Apache Cassandra is a free and open-source distributed NoSQL database management system designed to handle large amounts of data across many commodity servers, providing high availability with no single point of failure. Cassandra offers robust support for clusters spanning multiple datacenters, with asynchronous masterless replication allowing low latency operations for all clients.
Cassandra supports linear scalability by adding a new machine to it with no downtime or interruption to applications, also increases Read and Write throughput of the Cassandra.
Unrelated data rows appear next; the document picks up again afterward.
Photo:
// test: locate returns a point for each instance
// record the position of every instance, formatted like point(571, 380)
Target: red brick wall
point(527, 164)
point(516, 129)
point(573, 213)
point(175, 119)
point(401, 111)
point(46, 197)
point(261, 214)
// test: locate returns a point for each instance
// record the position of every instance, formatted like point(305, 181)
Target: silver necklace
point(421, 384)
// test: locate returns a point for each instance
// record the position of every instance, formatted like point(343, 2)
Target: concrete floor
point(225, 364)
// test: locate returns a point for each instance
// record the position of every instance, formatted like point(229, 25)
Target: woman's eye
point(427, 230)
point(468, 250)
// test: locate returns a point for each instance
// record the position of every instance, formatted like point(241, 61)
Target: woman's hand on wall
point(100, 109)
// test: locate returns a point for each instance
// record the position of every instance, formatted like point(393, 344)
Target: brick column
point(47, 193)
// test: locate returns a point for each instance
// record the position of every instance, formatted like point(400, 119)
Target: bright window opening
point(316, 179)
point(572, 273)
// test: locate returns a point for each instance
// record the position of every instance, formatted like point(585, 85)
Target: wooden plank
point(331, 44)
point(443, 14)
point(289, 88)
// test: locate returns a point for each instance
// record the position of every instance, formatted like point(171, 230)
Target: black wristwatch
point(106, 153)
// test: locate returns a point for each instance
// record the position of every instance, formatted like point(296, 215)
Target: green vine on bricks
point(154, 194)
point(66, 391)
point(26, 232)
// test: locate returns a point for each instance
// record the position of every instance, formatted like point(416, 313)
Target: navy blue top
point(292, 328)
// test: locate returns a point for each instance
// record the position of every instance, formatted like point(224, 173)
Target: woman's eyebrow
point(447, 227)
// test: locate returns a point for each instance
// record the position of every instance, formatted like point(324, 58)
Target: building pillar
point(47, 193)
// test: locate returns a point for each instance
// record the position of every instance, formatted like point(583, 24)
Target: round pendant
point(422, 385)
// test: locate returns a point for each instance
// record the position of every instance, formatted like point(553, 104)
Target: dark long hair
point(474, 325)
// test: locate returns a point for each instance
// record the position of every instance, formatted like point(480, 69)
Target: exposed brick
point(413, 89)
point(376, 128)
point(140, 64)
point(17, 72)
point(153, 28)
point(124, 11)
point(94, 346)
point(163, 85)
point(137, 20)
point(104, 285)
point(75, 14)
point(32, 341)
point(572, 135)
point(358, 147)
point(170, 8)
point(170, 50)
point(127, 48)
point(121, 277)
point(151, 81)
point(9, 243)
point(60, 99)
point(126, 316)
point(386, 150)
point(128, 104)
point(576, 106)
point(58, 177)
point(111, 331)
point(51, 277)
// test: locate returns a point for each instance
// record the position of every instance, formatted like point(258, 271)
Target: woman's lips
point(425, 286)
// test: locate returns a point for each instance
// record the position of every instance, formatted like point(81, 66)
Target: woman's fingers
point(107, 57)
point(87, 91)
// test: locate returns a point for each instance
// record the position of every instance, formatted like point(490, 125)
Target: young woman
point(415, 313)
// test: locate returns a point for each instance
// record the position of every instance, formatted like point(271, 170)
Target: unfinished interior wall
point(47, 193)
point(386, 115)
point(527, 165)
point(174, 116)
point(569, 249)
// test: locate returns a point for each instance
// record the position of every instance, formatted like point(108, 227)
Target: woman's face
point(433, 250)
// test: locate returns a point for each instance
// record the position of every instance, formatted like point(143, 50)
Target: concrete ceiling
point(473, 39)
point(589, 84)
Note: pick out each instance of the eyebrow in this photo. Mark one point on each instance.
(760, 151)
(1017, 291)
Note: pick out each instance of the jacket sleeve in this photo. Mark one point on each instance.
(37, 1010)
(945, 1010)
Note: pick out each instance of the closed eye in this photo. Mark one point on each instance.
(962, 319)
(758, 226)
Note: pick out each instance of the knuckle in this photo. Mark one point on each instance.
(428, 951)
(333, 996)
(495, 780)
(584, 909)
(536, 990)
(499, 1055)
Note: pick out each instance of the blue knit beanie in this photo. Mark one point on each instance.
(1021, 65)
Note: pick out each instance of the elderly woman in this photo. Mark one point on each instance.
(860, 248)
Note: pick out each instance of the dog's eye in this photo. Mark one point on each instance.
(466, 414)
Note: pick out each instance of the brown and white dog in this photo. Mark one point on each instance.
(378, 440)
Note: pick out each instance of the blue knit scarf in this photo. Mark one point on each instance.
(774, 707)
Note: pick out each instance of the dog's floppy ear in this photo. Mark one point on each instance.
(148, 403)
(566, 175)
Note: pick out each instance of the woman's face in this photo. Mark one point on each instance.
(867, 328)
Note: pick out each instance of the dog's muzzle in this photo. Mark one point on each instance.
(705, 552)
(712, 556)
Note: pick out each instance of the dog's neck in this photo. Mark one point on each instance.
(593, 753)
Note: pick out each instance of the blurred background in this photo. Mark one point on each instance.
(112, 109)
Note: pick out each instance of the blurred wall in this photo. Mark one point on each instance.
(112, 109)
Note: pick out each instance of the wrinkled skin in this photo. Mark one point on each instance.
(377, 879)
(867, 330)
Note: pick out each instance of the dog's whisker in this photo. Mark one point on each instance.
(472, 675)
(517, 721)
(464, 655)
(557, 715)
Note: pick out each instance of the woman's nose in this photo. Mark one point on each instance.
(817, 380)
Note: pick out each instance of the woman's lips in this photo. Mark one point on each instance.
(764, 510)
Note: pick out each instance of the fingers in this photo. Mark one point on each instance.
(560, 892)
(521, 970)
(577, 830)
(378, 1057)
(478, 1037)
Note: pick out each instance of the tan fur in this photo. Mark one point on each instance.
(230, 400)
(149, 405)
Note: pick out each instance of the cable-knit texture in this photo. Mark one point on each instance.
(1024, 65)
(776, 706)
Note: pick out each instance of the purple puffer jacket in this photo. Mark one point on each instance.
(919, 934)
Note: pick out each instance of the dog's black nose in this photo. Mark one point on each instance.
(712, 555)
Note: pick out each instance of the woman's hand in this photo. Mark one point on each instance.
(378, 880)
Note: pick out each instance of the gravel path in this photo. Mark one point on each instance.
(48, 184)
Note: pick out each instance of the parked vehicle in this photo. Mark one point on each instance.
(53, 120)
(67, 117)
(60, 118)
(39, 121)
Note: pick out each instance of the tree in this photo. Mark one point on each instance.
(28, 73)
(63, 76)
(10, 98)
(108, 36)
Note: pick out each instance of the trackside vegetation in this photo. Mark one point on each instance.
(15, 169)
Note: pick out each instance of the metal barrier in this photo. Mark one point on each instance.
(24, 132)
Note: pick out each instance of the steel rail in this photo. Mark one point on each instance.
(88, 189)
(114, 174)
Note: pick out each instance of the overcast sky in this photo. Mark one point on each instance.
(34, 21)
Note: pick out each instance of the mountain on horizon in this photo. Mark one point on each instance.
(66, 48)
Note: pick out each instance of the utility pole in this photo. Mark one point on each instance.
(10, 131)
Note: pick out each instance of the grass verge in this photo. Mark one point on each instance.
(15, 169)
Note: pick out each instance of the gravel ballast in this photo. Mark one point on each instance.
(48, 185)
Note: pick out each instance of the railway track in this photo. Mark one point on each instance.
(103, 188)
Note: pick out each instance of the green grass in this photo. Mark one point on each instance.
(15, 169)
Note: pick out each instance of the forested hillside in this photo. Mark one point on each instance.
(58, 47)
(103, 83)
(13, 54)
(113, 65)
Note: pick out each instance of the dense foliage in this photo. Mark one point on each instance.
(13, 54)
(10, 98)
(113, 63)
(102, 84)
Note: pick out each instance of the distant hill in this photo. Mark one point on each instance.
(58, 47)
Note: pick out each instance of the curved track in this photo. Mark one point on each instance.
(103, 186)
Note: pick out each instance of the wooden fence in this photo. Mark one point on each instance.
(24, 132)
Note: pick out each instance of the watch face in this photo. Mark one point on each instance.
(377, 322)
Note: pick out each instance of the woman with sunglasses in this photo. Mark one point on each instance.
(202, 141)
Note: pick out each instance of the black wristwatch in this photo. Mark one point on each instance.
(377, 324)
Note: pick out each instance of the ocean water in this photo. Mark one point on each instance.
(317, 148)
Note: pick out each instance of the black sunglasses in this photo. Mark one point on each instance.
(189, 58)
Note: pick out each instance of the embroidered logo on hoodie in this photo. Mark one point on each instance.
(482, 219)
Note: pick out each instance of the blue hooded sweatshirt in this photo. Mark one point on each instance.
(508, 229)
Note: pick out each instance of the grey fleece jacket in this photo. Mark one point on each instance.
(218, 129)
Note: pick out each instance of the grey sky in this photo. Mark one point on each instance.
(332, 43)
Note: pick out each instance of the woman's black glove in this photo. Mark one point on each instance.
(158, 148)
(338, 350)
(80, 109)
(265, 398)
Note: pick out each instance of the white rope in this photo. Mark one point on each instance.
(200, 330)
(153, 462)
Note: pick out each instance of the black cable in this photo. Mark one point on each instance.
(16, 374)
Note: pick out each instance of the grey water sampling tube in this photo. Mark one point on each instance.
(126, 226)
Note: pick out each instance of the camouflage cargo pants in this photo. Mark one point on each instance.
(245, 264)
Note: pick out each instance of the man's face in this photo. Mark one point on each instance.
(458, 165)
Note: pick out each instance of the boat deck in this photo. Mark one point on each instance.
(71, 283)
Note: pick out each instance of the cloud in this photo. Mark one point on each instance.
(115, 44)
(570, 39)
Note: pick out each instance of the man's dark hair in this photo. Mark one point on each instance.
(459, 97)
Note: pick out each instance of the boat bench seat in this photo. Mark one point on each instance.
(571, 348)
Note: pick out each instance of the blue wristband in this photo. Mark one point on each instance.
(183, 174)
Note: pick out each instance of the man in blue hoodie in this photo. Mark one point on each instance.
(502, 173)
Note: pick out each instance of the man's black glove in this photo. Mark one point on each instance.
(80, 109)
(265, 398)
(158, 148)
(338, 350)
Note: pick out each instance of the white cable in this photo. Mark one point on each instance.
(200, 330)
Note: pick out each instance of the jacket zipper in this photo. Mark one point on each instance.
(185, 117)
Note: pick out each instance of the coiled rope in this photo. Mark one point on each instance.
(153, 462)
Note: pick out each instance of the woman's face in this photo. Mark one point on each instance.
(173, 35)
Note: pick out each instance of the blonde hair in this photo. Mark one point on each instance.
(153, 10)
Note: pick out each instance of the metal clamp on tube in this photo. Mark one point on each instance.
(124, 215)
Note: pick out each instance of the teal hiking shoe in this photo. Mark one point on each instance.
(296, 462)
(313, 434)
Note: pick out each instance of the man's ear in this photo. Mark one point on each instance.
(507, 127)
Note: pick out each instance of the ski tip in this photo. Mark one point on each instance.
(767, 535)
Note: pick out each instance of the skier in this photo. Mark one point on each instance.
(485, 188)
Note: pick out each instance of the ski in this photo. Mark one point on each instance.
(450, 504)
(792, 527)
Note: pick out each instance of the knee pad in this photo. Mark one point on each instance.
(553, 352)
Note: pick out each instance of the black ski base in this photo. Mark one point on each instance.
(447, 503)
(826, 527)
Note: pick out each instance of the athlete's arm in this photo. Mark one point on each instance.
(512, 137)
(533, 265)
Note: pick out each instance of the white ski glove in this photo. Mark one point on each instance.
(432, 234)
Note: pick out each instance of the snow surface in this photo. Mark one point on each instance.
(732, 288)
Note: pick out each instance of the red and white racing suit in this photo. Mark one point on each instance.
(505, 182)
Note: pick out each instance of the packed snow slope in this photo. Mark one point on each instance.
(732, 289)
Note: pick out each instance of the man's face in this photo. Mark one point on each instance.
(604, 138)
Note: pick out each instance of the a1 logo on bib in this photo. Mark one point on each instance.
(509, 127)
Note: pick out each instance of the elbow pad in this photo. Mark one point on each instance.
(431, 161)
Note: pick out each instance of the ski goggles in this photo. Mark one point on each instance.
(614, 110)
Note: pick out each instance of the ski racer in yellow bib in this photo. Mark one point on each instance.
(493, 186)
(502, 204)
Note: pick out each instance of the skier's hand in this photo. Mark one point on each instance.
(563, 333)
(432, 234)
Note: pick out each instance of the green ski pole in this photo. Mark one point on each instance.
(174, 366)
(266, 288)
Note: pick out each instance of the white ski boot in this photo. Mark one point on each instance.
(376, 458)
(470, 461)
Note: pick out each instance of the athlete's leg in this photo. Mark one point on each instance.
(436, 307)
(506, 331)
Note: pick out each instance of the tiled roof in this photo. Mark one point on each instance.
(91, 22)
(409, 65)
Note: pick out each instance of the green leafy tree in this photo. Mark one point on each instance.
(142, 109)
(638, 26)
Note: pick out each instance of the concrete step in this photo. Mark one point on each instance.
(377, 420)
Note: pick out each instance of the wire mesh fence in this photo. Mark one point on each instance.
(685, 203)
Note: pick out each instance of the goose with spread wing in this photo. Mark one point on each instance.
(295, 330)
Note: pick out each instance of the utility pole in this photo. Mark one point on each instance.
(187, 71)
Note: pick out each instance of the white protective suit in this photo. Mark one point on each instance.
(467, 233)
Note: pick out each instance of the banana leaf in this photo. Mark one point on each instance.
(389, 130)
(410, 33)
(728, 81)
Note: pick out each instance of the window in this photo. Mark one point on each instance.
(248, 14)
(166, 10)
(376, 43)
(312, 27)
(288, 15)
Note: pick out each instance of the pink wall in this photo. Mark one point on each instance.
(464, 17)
Every Cassandra node in the cluster will have the same role. Data is distributed across the cluster which means each node holds different data. Cassandra supports replication and multi-data center replication for redundancy, failover, and disaster recovery.
System Update
Update the system with the latest security patches. You can use the below command.
$ yum update
Install Java 8
Apache Cassandra run on top of Java Virtual Machine (JVM). We’ll install Oracle JDK 8 on the system before we install Apache Cassandra. Apache Cassandra can also run on OpenJDK
Add the Apache repository of Cassandra to /etc/yum.repos.d/cassandra.repo, for example for the latest 3.11 version:
[cassandra] name=Apache Cassandra baseurl=https://www.apache.org/dist/cassandra/redhat/311x/ gpgcheck=1 repo_gpgcheck=1 gpgkey=https://www.apache.org/dist/cassandra/KEYS [root@db01 ~]# yum install java-1.8.0-openjdk.x86_64 [root@db01 ~]# java -version openjdk version "1.8.0_161" OpenJDK Runtime Environment (build 1.8.0_161-b14) OpenJDK 64-Bit Server VM (build 25.161-b14, mixed mode) [root@db01 ~]# python --version Python 2.7.5
Install Cassandra
We will install Cassandra using official package available on Apache Software Foundation, so add Cassandra repository to make the package available to your system.
[root@db01 ~]# yum install cassandra
Cassandra Service
Now Cassandra service should be up and running on your system. Check the status.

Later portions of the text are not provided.